After accepting a plea deal earlier this month that could have him serving up to seven years in prison, rapper Bobby Shmurda and his GS9 cohort Rowdy Rebel spoke with Complex about taking the deal, how they are spending their time behind bars and the hip-hop takeover they are plotting upon their release.
Shmurda (real name Ackquille Jean Pollard) was arrested in December 2014 at New York’s Quad Studios on gun, conspiracy and drug charges at the height of his success with his 2014 breakout hit “Hot Boy.” He said he accepted the seven-year deal to help lessen his co-defendant Rebel’s sentence. “I did it for Rowdy. They offered me five [years] and offered Rowdy 12,” he said. “They said the only way they’ll give him seven is if I took seven, too. So, you know, I had to take one for the dawgs.” Rebel (born Chad Marshall) and other co-defendant Nicholas McCoy also accepted the deal.

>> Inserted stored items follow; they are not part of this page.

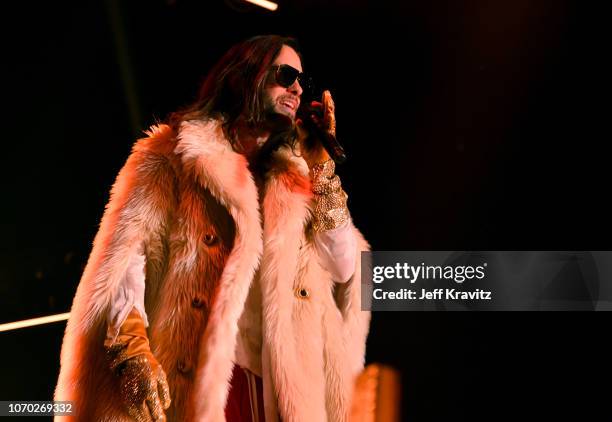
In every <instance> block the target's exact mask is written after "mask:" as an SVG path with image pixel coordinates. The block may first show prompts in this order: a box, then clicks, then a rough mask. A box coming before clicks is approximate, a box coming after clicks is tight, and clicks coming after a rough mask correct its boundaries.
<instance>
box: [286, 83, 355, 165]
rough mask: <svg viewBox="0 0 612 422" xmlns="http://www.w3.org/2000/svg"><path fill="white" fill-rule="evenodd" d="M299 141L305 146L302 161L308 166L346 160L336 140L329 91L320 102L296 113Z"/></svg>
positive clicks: (310, 103)
mask: <svg viewBox="0 0 612 422" xmlns="http://www.w3.org/2000/svg"><path fill="white" fill-rule="evenodd" d="M297 119H298V120H297V128H298V136H299V138H300V141H301V142H302V144H303V145H304V146H305V148H304V159H305V160H306V162H307V163H308V166H309V167H310V168H312V166H313V165H315V164H318V163H322V162H324V161H327V160H329V159H330V158H331V159H333V160H334V161H335V162H336V163H342V162H344V161H345V160H346V154H345V152H344V149H343V148H342V146H341V145H340V143H339V142H338V141H337V139H336V115H335V105H334V100H333V99H332V96H331V93H330V92H329V91H327V90H326V91H324V92H323V95H322V97H321V102H317V101H313V102H311V103H310V104H304V105H302V106H301V107H300V109H299V110H298V113H297Z"/></svg>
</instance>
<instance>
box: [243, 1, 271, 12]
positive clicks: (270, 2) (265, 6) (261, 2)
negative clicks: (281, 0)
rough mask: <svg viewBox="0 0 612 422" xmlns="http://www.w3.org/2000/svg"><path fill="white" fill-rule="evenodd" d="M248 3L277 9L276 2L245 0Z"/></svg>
mask: <svg viewBox="0 0 612 422" xmlns="http://www.w3.org/2000/svg"><path fill="white" fill-rule="evenodd" d="M246 1H247V2H249V3H253V4H256V5H257V6H260V7H263V8H264V9H268V10H271V11H275V10H276V9H278V4H276V3H274V2H271V1H268V0H246Z"/></svg>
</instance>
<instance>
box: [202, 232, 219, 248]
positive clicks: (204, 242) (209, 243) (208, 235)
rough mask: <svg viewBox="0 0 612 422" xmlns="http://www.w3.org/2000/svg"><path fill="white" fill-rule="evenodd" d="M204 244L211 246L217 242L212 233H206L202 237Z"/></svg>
mask: <svg viewBox="0 0 612 422" xmlns="http://www.w3.org/2000/svg"><path fill="white" fill-rule="evenodd" d="M203 240H204V243H205V244H206V245H208V246H210V245H213V244H214V243H215V242H216V241H217V236H215V235H214V234H212V233H206V234H205V235H204V239H203Z"/></svg>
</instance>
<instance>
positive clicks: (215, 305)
mask: <svg viewBox="0 0 612 422" xmlns="http://www.w3.org/2000/svg"><path fill="white" fill-rule="evenodd" d="M301 71H302V66H301V59H300V56H299V54H298V49H297V46H296V44H295V41H294V40H292V39H288V38H283V37H279V36H261V37H255V38H252V39H250V40H247V41H245V42H243V43H241V44H239V45H237V46H235V47H234V48H232V49H231V50H230V51H228V53H226V55H225V56H224V57H223V58H222V59H221V60H220V62H219V63H218V64H217V65H216V66H215V67H214V68H213V70H212V71H211V72H210V73H209V75H208V77H207V79H206V80H205V82H204V84H203V87H202V90H201V93H200V98H199V100H198V101H196V103H194V104H193V105H192V106H190V107H189V108H187V109H186V110H183V111H182V112H179V113H175V114H174V115H172V116H171V118H170V123H169V124H168V125H159V126H156V127H153V128H152V129H151V131H150V132H149V133H148V135H149V136H148V137H147V138H145V139H141V140H139V141H138V142H137V143H136V144H135V145H134V148H133V152H132V154H131V155H130V157H129V158H128V160H127V162H126V164H125V166H124V167H123V168H122V170H121V171H120V173H119V175H118V177H117V181H116V182H115V185H114V186H113V189H112V192H111V199H110V202H109V204H108V206H107V208H106V211H105V213H104V216H103V218H102V222H101V225H100V230H99V232H98V234H97V235H96V239H95V241H94V246H93V250H92V253H91V256H90V258H89V261H88V263H87V267H86V269H85V271H84V274H83V277H82V280H81V282H80V284H79V287H78V289H77V293H76V296H75V299H74V303H73V307H72V311H71V318H70V320H69V322H68V326H67V328H66V335H65V338H64V343H63V346H62V355H61V371H60V376H59V381H58V385H57V389H56V394H55V397H56V400H74V402H75V403H74V409H75V411H76V413H77V417H78V419H79V420H132V419H135V420H151V419H153V420H157V419H159V420H163V418H164V417H166V416H167V418H168V420H176V421H190V420H202V421H221V420H225V419H226V417H227V420H262V419H263V416H264V413H265V420H267V421H273V420H278V419H279V418H280V419H282V420H283V421H301V420H308V421H319V420H320V421H324V420H330V421H342V420H346V418H347V416H348V411H349V407H350V403H349V402H350V397H351V392H352V388H353V381H354V378H355V377H356V375H357V374H358V373H359V371H360V370H361V369H362V368H363V361H364V354H365V340H366V336H367V332H368V326H369V314H368V313H367V312H362V311H361V310H360V280H359V278H360V251H363V250H367V248H368V246H367V243H366V242H365V240H364V239H363V237H362V236H361V234H360V233H359V232H358V231H357V229H355V228H354V226H353V224H352V222H351V220H350V216H349V215H348V211H347V209H346V194H345V193H344V191H343V190H342V188H341V187H340V181H339V179H338V177H337V176H335V175H334V172H333V170H334V166H333V161H331V160H329V156H328V155H327V153H326V152H325V150H324V148H322V147H321V145H320V143H319V142H318V141H317V139H316V137H315V136H313V134H309V133H307V132H306V131H305V130H304V129H303V125H302V124H301V122H300V120H299V119H297V118H296V112H297V110H298V106H299V103H300V98H301V95H302V86H301V84H300V80H302V81H303V80H304V79H303V75H302V74H301ZM313 105H314V106H315V107H319V108H320V107H321V105H320V104H313ZM312 118H313V119H314V120H315V121H316V122H317V123H318V124H319V125H320V126H321V128H322V129H324V130H334V126H335V118H334V115H333V104H332V103H331V101H330V99H329V98H327V101H326V113H325V114H324V116H323V118H322V119H321V118H320V117H317V116H316V115H314V116H312ZM147 327H148V328H147ZM262 380H263V382H262ZM262 398H263V400H262ZM262 407H263V408H265V409H262Z"/></svg>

Rebel and Shmurda then spoke of their relationship with Epic Records after the label did not pay the $2 million bail. “The situation with Epic is the reality: We made our own bed and got to lay in it,” said Rebel. “We did expect for them to help us and get us out, but from my knowledge it wasn’t on Epic to bail us out, it was Sony, because Epic’s under Sony. So when it came to it, Epic was willing to do it, but Sony had to sign off the checks to get us out and they didn’t want to sign. I don’t hold no one responsible for nothing.” Shmurda added, “It’s business. These people are going to look at you a certain way when these charges come up.”
Shmurda also commented on how circumstances would have been different had they made bail. “If we made bail, I would’ve beat the case,” he said. “We look guilty in these orange jumpsuits. If you put Al Sharpton in a orange jumpsuit and accuse him of having a gun, he’s going to be found guilty. They just look at our skin color, and look at where we’re from. I didn’t get caught with anything on me and the cops lied, saying they seen me with a gun in my hand. I explained the whole situation to Epic and they were behind me all the way. We had big-money lawyers and they still couldn’t do nothing because of the judge, who looked at us like black thugs.”

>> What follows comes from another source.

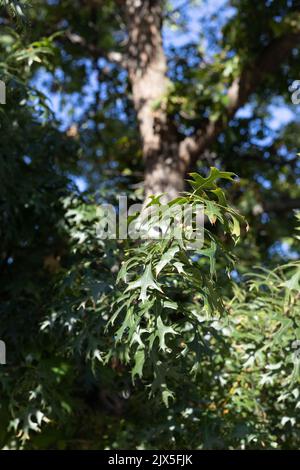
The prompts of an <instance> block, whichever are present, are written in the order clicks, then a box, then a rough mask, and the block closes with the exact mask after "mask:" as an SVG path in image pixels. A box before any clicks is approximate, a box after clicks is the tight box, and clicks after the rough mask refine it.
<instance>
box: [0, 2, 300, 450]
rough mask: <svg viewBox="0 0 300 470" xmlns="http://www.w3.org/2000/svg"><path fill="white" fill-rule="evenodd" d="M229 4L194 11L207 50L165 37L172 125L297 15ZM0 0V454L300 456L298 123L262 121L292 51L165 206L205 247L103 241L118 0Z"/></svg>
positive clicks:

Being incarcerated for almost two years doesn’t appear to have dimmed their spirits as both Rebel and Shmurda have been working on several mixtapes like The Last of the Real and Rebel’s forthcoming project Shmoney Keep Calling Pt. 2. Shmurda says he will also be releasing some books and is working on a movie that he describes as “better than Get Rich or Die Tryin’ and Belly put together,” referencing the films from rappers 50 Cent and DMX. Shmurda and Rebel have also been listening to other up-and-coming rap stars like Kodak Black, Lil Uzi Vert and Young M.A.

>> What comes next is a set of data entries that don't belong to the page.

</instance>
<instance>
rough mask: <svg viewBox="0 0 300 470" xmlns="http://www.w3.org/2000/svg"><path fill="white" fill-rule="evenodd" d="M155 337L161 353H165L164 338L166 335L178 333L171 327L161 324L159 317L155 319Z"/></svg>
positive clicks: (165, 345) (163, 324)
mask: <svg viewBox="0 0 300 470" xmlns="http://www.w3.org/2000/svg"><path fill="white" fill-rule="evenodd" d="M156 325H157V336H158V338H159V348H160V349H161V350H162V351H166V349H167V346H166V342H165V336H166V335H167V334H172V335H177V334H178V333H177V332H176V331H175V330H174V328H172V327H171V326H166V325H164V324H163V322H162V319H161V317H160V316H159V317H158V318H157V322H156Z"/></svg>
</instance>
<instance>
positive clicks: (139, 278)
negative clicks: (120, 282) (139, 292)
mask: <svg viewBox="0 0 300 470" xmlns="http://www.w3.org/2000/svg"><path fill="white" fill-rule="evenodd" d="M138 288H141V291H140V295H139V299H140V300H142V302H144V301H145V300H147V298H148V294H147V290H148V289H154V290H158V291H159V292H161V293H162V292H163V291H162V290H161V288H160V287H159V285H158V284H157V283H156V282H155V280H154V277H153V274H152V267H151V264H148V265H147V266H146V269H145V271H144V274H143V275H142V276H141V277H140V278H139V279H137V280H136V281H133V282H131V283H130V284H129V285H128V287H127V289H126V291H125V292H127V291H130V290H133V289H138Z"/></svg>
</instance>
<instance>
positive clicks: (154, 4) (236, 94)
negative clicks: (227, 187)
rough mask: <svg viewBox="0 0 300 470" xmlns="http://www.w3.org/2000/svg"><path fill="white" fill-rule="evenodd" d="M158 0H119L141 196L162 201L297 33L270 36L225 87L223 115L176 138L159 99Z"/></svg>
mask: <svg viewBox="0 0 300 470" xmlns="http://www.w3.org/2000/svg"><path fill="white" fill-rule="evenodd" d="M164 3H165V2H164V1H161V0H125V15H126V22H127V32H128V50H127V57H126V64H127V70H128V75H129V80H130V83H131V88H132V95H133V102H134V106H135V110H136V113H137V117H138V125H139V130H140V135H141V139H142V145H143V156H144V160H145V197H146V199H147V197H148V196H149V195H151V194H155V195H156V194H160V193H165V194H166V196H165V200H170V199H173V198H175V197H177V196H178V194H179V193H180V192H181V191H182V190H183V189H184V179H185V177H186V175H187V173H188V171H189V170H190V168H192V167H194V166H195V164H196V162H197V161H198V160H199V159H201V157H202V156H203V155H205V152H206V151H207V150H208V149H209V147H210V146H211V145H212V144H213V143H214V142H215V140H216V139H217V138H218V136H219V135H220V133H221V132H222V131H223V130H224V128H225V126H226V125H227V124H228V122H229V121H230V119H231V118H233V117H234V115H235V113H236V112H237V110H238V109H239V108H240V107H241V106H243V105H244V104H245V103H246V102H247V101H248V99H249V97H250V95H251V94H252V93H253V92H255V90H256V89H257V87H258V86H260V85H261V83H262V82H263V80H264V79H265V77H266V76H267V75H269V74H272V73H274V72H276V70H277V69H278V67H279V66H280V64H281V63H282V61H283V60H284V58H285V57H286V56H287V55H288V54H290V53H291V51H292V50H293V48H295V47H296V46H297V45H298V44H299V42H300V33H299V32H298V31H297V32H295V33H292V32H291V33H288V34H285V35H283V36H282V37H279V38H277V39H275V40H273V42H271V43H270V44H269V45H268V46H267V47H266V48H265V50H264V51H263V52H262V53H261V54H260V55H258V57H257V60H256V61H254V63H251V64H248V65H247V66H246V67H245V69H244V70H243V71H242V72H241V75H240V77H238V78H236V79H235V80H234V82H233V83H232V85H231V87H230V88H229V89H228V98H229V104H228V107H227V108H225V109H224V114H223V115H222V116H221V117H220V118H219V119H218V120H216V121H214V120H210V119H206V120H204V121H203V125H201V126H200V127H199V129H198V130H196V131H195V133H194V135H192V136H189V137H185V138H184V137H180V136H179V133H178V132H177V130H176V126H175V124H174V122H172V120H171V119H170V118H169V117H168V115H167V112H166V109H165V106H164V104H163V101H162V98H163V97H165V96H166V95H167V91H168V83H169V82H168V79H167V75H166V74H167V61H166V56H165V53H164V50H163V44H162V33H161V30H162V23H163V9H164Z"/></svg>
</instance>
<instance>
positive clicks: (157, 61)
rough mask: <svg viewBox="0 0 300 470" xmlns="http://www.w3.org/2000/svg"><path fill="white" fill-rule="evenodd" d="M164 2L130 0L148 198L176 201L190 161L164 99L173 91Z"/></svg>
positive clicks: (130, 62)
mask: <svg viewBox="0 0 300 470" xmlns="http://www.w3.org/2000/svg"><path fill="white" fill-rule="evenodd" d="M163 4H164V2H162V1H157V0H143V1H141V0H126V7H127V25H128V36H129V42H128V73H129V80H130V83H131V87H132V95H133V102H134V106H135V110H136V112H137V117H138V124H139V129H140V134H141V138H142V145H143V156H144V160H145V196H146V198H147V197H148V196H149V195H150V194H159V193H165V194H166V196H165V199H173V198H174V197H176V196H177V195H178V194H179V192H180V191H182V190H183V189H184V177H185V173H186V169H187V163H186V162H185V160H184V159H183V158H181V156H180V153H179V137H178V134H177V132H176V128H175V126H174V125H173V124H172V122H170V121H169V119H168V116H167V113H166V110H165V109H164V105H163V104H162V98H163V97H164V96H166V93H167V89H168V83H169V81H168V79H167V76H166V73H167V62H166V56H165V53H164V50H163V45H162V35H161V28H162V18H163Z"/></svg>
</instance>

Shmurda adds that he has spoken with other artists while cooped up in the pen. “I talked to Travis Scott, Shy Glizzy, Migos, that’s about it. Meek Mill always asks about us, too. He could feel my pain. I feel like a lot of n—as in the rap game ain’t do what I did in these streets and a lot of n—as in the streets ain’t do what I did in the rap game. I still feel like a lot of people don’t feel where we come from.”
The official sentencing for Shmurda, McCoy and Rebel is scheduled for Oct. 19.